There in the garden, hours before His arrest, the Savior of the world prays the most desperate prayer ever known to man: “My Father, if it be possible, let this cup pass from me” (Matthew 26: 39 ESV). Don’t miss that! The Messiah asks His Father for another way. Wow.

Here are a few things we can take away from this scene:

1. Jesus understands pain.

When scripture states that Jesus was in a state of sorrow and agony, I am reminded of His humanity. It is sometimes easy to forget that our Messiah was fully man, fully capable of feeling pain, fully terrified of the brutality of the cross. Jesus was familiar with the details of crucifixion. Jesus was also fully aware of what He was about to shoulder- the weight of our sins. All sin. Separation from the Father in order to redeem the lost sheep. And this truth caused Him unfathomable agony. This convicts me because my sin is what caused His pain, His separation. I have prayed desperate prayers for healing and forgiveness, for wisdom and safety. But I have never prayed a prayer as desperate as the prayer of Jesus here in Gethsemane. None of us ever will. We will never know the anguish of bearing the sins of the world and having the Father turn His face away. We are spared God’s wrath because Jesus endured it.
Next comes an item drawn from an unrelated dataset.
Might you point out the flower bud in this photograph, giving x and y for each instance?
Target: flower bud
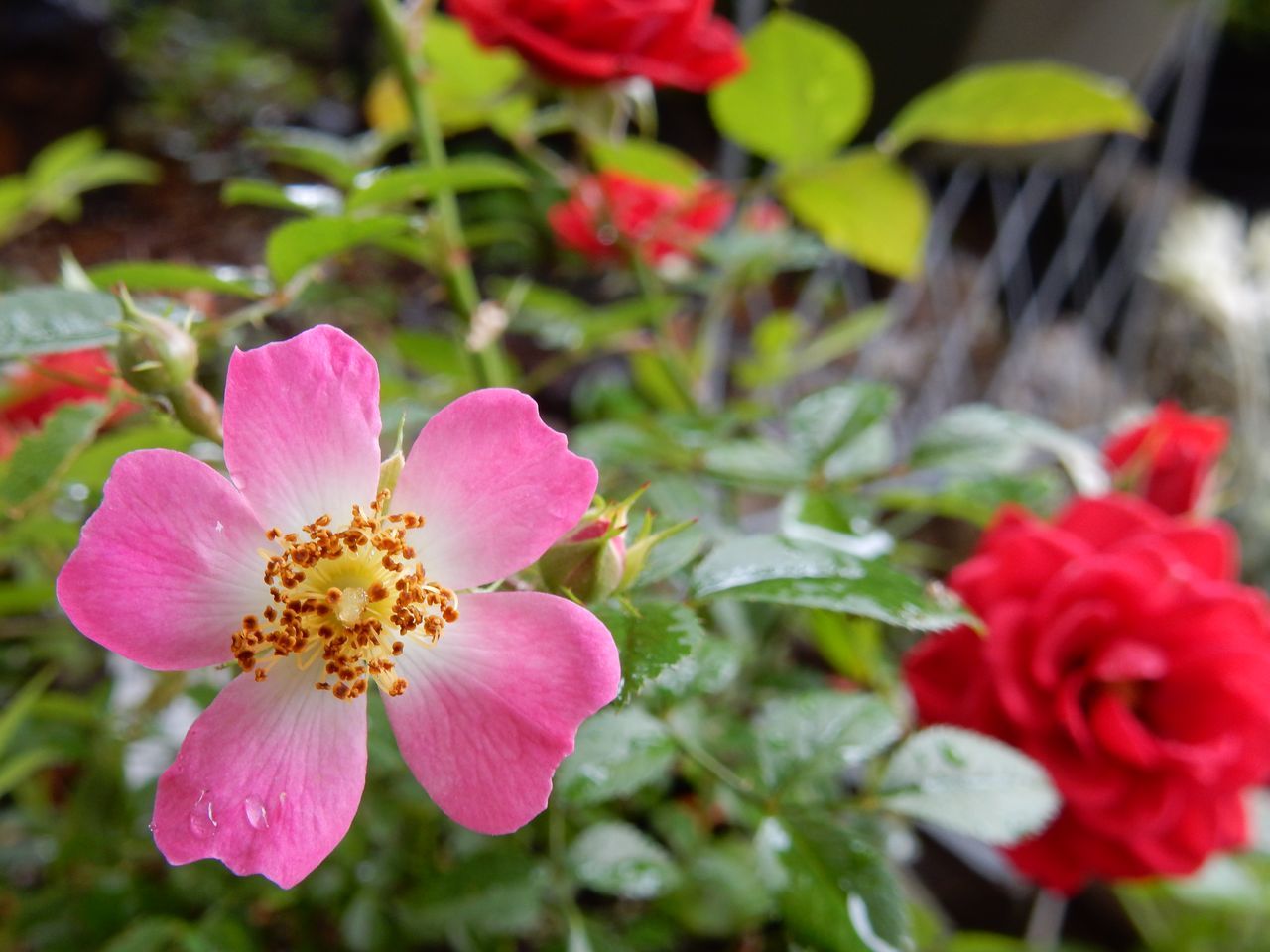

2. Jesus wanted the Father’s will more than He wanted relief.

This is the most incredible part. Yes, Jesus has compassion for our pain because He knows ultimate pain. Yes, He understands our desperate prayers because He has prayed the most desperate prayer. His prayer exemplified a life bowed down to the Father: “not as I will, but as you will.” There it is- His heart and His body physically prostrated before the Father in a posture of worship. My prayers don’t often look this way. No amount of anguish could make Him deny the Father’s will. While Jesus begged for this cup to pass, He resigned to do God’s will, even if it meant that He would be crucified. This one is so tough for us to model. We beg for relief from painful circumstances, from sickness, from death. But sometimes, we will walk through hardships, and our suffering can be an avenue to know Him more deeply. We have a Savior who sees; we have a Savior who knows.
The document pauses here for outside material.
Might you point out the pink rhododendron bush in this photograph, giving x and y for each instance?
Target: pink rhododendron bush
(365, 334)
There in Eden, all of mankind fell to sin. But there in Gethsemane, Jesus’ obedience paved the way to our redemption. Spend some time today in prayer, remembering His agony and sacrifice.

Written by Alecia Bryant

Alecia lives in West Monroe, Louisiana, and she teaches high school English. She is married to Chris, and they have two beautiful children, Parker and Avery. Alecia is passionate about God’s Word, leading worship, and writing. She also loves to travel and scope out her next favorite Mexican restaurant 🙂 Alecia is a firm believer in the Lord’s unwavering goodness and kindness, even in seasons of heartache. Go follow her blog at to find encouragement about weaving God’s Word into everyday life!

4 Replies to “The Garden”

  1. Reading this was such a beautiful way to start Good Friday. Alecia, God is working through your words in a mighty way! Friday’s here, but Sunday’s coming.✝️

  2. Wonderful lesson on Jesus’s intimate conversation with the Father before he took our sin upon Himself. It makes me feel so precious to Him , that He would suffer and die for me because I was hopeless to save myself! Praise Jesus , that He loved humanity enough to lay down His will and take up the Fathers ! Blessings on this Easter weekend 🙏🏻!